El asunto tuvo su gran trascendencia, pues Pérez huyó poniéndose bajo la protección de las instituciones del Reino de Aragón, lo que obligó a Filipo a solicitar la intervención del único tribunal contra el que ninguna institución se enfrentaba: la Inquisición y al final, en su cólera, decapitar al Justicia Mayor de Aragón, don Juan de Lanuza.

Si el rey encerró a la de Éboli en el Torreón de Pinto primero, en Santorcaz después y definitivamente en el Palacio Ducal de Pastrana, más parece que fuera debido a la ira regia por la traición que a celos de amante despechado.

En el reinado de Felipe III no se  destacan cortesanas. ¡Bastante tuvimos con los cortesanos Duque de Lerma, primero, y el de Uceda después!

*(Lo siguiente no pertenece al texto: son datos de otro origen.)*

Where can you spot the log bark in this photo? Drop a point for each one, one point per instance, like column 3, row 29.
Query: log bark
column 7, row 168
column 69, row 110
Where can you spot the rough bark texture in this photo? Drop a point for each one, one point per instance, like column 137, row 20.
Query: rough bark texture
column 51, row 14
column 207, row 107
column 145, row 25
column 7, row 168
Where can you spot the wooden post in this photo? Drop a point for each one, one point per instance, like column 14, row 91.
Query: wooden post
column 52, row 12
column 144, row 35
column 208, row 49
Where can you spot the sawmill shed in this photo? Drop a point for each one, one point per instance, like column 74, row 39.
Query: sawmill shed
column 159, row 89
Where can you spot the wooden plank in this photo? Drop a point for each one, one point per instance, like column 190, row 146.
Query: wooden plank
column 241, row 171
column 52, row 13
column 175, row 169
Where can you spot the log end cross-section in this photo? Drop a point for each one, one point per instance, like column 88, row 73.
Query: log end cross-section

Sin embargo, con Felipe IV la lista puede ser interminable, pues además de los doce hijos que tuvo de sus dos matrimonios, tuvo, que la Historia conozca, ocho extramatrimoniales, algunos de los cuales tuvieron su importancia política, como don Juan José de Austria, «presidente» del Gobierno en los años 1677 y 1679, fruto de sus amores con la actriz María Inés Calderón, La Calderona.

Pero las cortesanas de la época, bien fueran de alta cuna o de baja estofa, aparte de dar hijos extramatrimoniales al monarca, algunos de cierta relevancia, no tenían incidencia en la vida política. Eran solo lo que eran. Aves de paso, que diría el Sabina. Quizás por ello cierta dama a la que el rijoso rey (el Cuarto Felipe) pretendía, le dio calabazas espetándole: «Señor, no tengo vocación de monja – se refería a La Calderona que cuando abandonó el lecho conyugal la ingresaron en un convento del que llegó a ser abadesa – ni de puta de historia».

Y aunque cortesanas hubo, sí, que influyeron en el devenir político, como la de Éboli, la tónica general hasta este momento histórico fue el ya dicho de no tener incidencia política alguna. Aunque nunca se sabe qué hubiera sido mejor, ¿no creen?